Çeşme Kent Konseyi'nin, Egeli Kadın Yazarlarla, Ocak ayında başlattığı edebiyat söyleşilerinin üçüncüsü, Çakabey Kültür Merkezi'nde gerçekleştirildi. Söyleşide, Egeli Kadın Yazarlar Platformu Üyesi Emine Şimşek Emiral "Fiziksel Şiddet", Nalan Yılmaz "Çocuk İstismarı / Ensest / Tecavüz" ve Yayla Boztaş da "Şiddet Uygulayıcısı Olarak Kadın / Anne" başlıklı birer sunum gerçekleştirdiler.
"Aydın insanların yaşadığı Çeşme'de katılım henüz çok düşük"
Söyleşinin açılış konuşmasını yapan Çeşme Kent Konseyi Başkanı Ömer Önal, Kent Konseyi tarafından başlatılan edebiyat söyleşilerinin yeni olduğunu vurgulayarak, "Katılım henüz istediğimiz düzeyde değil.

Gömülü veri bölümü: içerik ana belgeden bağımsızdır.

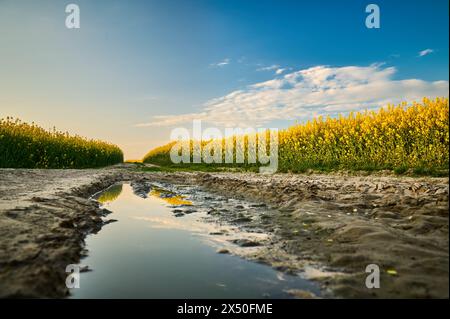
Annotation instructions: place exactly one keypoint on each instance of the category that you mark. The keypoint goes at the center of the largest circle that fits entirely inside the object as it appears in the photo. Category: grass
(24, 145)
(405, 139)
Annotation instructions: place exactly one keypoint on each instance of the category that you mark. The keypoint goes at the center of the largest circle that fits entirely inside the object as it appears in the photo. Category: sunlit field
(24, 145)
(405, 138)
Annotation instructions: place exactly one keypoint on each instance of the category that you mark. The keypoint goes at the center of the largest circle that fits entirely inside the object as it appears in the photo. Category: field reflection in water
(150, 253)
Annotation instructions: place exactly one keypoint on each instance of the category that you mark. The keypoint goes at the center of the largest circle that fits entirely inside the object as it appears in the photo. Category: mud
(324, 227)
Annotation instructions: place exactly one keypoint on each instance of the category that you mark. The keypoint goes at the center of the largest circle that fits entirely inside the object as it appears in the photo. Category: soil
(328, 228)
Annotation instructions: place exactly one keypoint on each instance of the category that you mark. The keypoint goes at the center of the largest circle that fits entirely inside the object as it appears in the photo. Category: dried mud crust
(344, 223)
(340, 222)
(44, 218)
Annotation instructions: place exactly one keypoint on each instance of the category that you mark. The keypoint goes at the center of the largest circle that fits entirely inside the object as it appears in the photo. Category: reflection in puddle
(110, 194)
(151, 253)
(169, 197)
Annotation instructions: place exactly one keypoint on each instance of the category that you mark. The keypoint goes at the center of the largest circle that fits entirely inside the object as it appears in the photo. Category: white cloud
(268, 68)
(425, 52)
(304, 94)
(221, 63)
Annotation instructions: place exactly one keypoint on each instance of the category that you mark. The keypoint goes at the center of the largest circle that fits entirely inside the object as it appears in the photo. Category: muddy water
(154, 251)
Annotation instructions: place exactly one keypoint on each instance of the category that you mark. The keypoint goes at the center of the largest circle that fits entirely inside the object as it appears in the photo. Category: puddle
(150, 253)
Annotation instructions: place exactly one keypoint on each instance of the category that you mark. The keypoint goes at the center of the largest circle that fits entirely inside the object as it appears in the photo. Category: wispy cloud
(303, 94)
(268, 68)
(222, 63)
(425, 52)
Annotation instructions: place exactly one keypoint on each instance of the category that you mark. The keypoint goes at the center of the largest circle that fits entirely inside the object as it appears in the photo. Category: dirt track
(340, 222)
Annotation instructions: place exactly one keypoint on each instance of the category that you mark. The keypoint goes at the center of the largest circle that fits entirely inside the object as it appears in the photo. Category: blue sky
(135, 69)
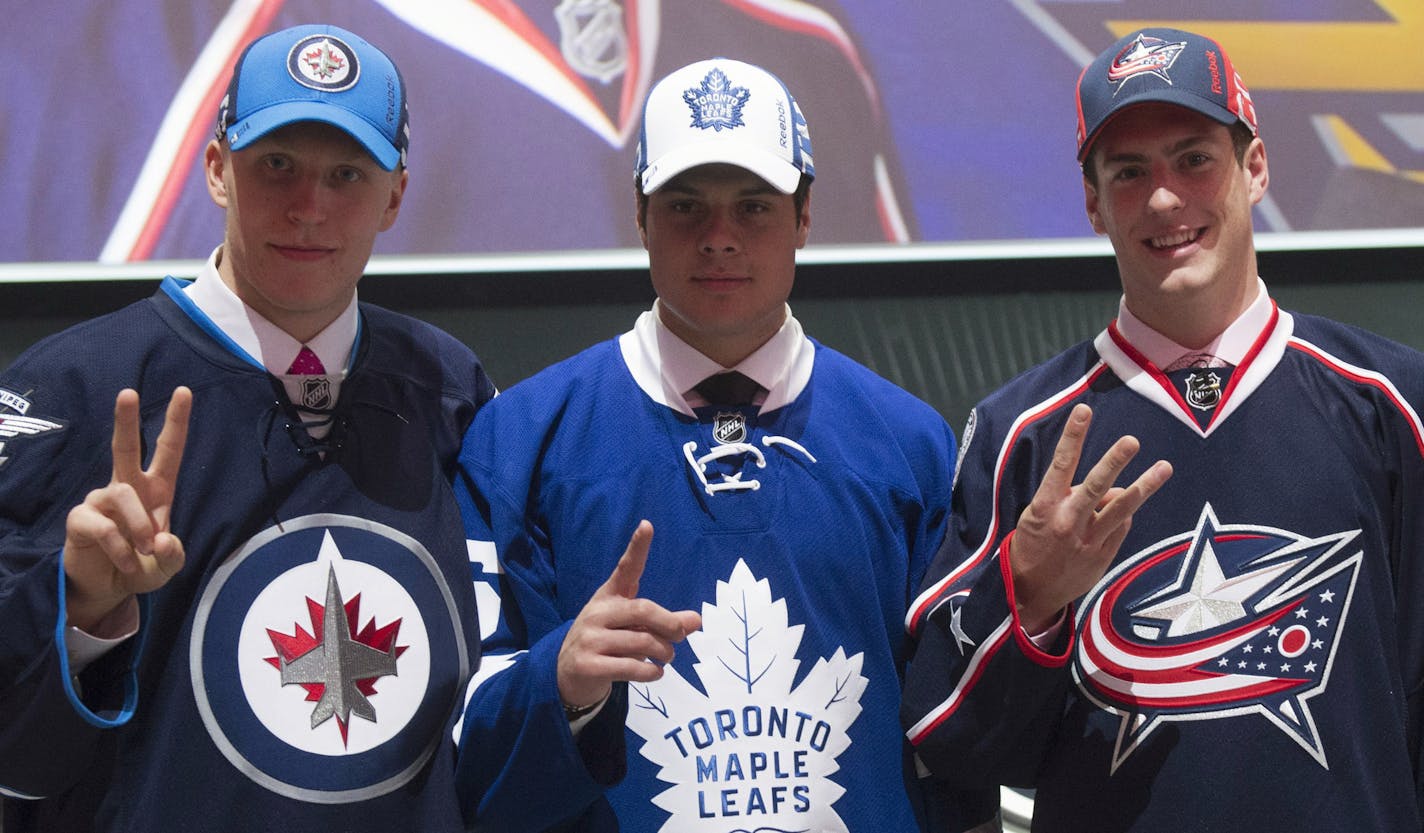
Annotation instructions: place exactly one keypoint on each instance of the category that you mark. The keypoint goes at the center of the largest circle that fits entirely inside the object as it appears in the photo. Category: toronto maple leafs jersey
(304, 668)
(1253, 657)
(798, 531)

Ama inanıyorum ki, katılım, bir kar top gibi giderek büyüyecek ve salonlar bizi almayacak. 'Kadına Şiddet' söyleşileri ile başlamamızın nedeni, birçoğumuzun daha küçük yaşlarda şiddet görmesi. Ben de küçükken şiddet gördüm. Öksüz büyüyen bir Ömer olarak, ağabeyimden çok şiddet gördüm. Annem de şiddet gördü. Rahmetli babam ağabeyimi döverken, araya girerek ağabeyimi kurtarmaya çalışan annem de şiddet görürmüş. Annem hem ağlar, hem de bana gözyaşları içinde anlatırdı. Annemin anlattıkları belleğimde öyle yer etmiş ki, hayatım boyunca hep kadınlardan yana oldum. Bunları yaşamış bir kişi olarak, haberlerde şiddet gören kadınları görünce, inanın gözyaşları ile izliyorum. Haddini bilmez, fütursuz insanların çıkıp da, 'kadınların kaba yerlerine vuracaksın' demeleri beni çileden çıkarıyor. Bu toplumsal yaranın boyutları çok büyük olduğu için, Çeşme Kent Konseyi olarak, ilk söyleşilerimizde, 'Kadına Şiddet'i söyleşi konusu olarak seçtik. Üçüncü söyleşimizi gerçekleştiriyoruz. Dördüncü panelimiz de 25 Nisan tarihinde, tarihi Aya Haralambos Kilisesi'nde yapılacak. Tabi ki, edebiyat söyleşilerimiz bitmeyecek. Tek isteğimiz, Türkiye'nin en batısında olan ve aydın insanların yaşadığı Çeşmemiz'de, katılımın daha fazla olması" diyerek çağrıda bulundu.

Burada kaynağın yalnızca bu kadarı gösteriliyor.